SECHS
Als wir zum Kai zurückkehrten, stand die Sonne schon tief. Im Restaurant, das sich de facto zum Speisesaal Califias entwickelt hatte, war es so voll wie seit Wochen nicht mehr. Ich schob einen verschlungenen Vorhang aus Ranken und Efeu zur Seite, dahinter wurde der renovierte Innenraum sichtbar. Aus der Wand ragte eine lange Bar. In der Mitte des Raums drängten sich Bänke und Holztische, auf denen die Überreste gekochter Dungeness-Krabben, Seezungen und Irismuscheln lagen. Auf einem Regal in der Ecke stand eine über einen halben Meter große Statue der antiken griechischen Dichterin Sappho, was dem Lokal den liebevollen Namen »Sapphos Rumpelkammer« eingetragen hatte.
»Ah, sieh an!«, rief Betty hinter der Bar, ihre runden Wangen waren nach ein paar Bier bereits gerötet. »Da kommen ja Susi und Strolch!« Die Frauen auf den Barhockern lachten.

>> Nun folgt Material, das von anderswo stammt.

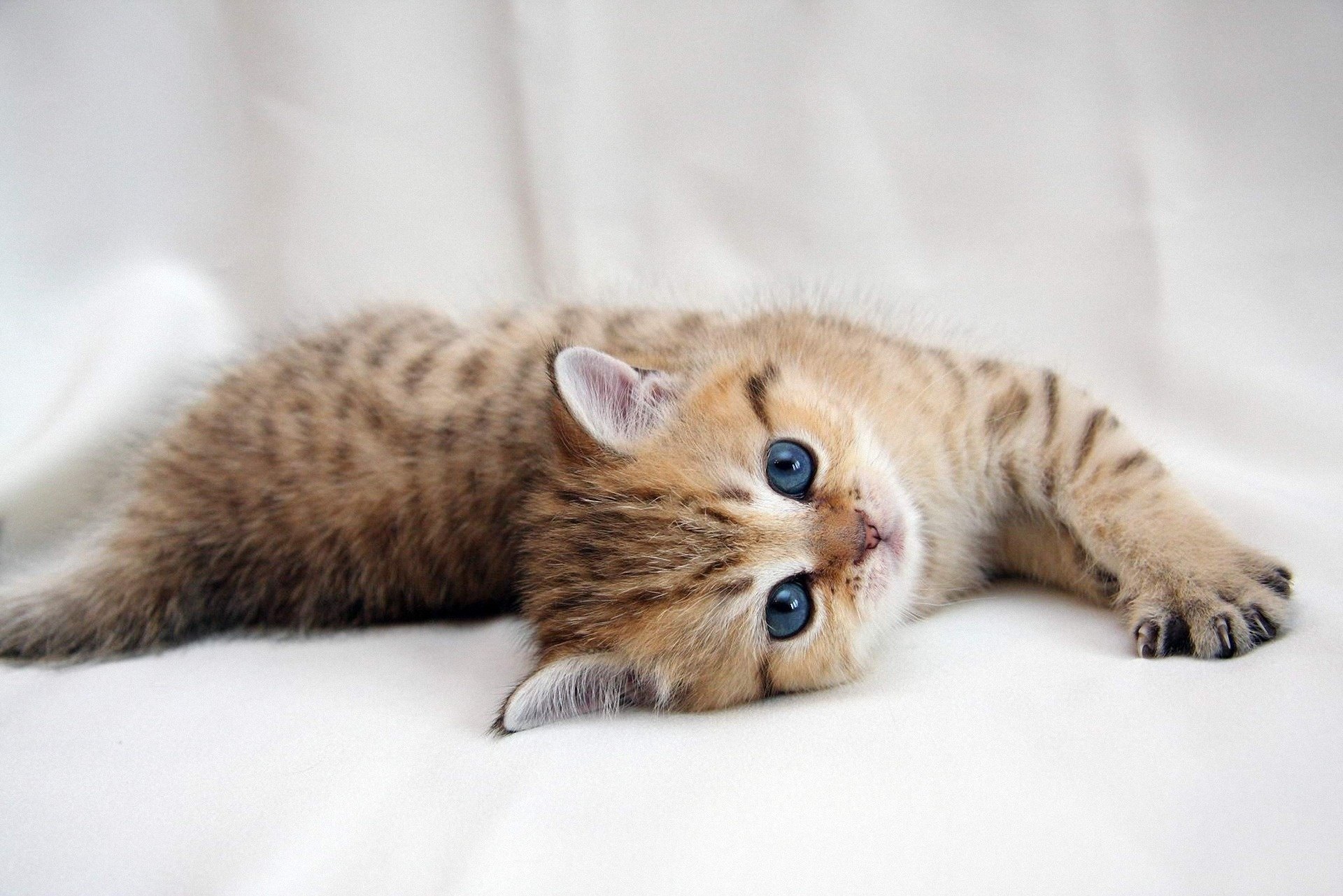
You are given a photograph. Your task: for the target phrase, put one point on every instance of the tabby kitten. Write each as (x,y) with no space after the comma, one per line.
(692,511)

Eine nahm einen schnellen Schluck von dem Badewannenbier, das Betty selbst braute.
Arden warf mir einen Seitenblick zu und runzelte die Stirn. »Ich bin vermutlich Strolch?«
Ich musterte ihren rasierten Kopf voller Schorfflecken, ihr schmales Gesicht, ihre mit winzigen Kratzern übersäte Haut und ihre Fingernägel, die trotz zweier Vollbäder noch immer schmutzig waren. »Ja.« Ich zuckte mit den Schultern. »Du bist eindeutig Strolch.«
Die Hintertüren standen offen und ließen den Geruch des Lagerfeuers herein, das hinter dem Restaurant brannte. Delia und Missy, zwei der ersten Mädchen, die über den Pfad geflüchtet waren, warfen sich gegenseitig grüne Münzen in die Getränke. Es war ein dummes Spiel, das sie gern nach dem Essen spielten und das alle anderen ausschloss. Als Arden und ich vorbeiliefen, hörten sie auf, Delia versetzte Missy einen kräftigen Rippenstoß.

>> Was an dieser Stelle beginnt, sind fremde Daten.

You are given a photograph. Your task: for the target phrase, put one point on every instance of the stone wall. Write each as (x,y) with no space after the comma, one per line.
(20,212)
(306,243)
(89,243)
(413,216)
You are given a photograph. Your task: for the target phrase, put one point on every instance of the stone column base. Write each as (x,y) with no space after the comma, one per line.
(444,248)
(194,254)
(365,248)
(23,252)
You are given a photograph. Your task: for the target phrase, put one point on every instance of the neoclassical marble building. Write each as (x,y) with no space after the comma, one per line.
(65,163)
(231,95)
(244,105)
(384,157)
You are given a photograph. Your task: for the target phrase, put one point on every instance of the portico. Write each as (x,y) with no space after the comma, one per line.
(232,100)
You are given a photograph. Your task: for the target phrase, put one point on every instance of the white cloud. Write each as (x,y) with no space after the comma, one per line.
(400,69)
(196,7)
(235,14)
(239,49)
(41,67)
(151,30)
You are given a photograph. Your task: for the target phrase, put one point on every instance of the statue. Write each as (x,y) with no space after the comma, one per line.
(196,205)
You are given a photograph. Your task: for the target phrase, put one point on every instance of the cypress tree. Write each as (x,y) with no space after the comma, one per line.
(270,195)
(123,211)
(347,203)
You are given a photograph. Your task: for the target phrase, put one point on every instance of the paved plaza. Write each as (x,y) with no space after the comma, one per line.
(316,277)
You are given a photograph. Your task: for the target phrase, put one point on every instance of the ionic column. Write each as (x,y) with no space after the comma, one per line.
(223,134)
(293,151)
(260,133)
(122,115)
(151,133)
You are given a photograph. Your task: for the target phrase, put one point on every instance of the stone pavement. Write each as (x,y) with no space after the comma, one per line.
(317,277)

An den Tischen im hinteren Teil saßen einige Frauen und unterhielten sich, während sie die Krebsscheren auseinanderbrachen. In der Ecke entdeckte ich Maeve und Isis. Maeve öffnete mit bis zum Ellbogen hochgekrempelten Ärmeln eine Irismuschel für Lilac.
Betty stellte zwei Bierkrüge auf den Tresen. »Wo ist der Hund?«, fragte sie und suchte auf dem Boden zu Ardens Füßen nach einem Anzeichen von Heddy.

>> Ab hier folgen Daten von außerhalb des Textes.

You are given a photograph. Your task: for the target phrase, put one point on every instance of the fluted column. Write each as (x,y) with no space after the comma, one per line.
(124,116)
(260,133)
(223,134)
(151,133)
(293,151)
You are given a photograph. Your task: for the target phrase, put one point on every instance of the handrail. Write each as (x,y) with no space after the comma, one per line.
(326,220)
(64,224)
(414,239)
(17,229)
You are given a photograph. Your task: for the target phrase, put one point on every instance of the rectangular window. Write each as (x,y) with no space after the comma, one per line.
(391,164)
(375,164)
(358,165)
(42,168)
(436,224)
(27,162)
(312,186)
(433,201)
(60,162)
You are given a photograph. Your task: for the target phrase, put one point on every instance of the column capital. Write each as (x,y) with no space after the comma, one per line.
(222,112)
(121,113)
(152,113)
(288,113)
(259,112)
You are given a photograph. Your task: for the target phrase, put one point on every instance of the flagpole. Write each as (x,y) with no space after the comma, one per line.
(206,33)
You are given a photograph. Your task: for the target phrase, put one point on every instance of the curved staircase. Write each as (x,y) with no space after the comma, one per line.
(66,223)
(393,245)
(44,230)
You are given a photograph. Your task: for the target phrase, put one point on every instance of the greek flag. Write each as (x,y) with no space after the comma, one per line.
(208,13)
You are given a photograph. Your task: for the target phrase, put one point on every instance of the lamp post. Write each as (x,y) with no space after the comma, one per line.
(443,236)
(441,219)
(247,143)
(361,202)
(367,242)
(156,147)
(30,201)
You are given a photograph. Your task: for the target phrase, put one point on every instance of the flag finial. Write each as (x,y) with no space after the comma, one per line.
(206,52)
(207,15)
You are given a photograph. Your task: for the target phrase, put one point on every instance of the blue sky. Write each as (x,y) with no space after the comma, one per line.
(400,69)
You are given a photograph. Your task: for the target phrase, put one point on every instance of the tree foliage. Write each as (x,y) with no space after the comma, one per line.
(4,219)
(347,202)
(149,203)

»Hab sie zu Hause gelassen.« Arden nahm den Krug und trank einen großen Schluck. Danach starrte sie Betty so lange genervt an, bis diese sich abwandte, um eine andere Frau am Ende der Bar zu bedienen. Arden schluckte. Als sie hustete, verkrampfte sich ihr ganzer Körper, fast hätte sie das Bier wieder ausgespuckt. »Seit wann trinkst du?«, flüsterte sie und sah auf die bernsteinfarbene Flüssigkeit.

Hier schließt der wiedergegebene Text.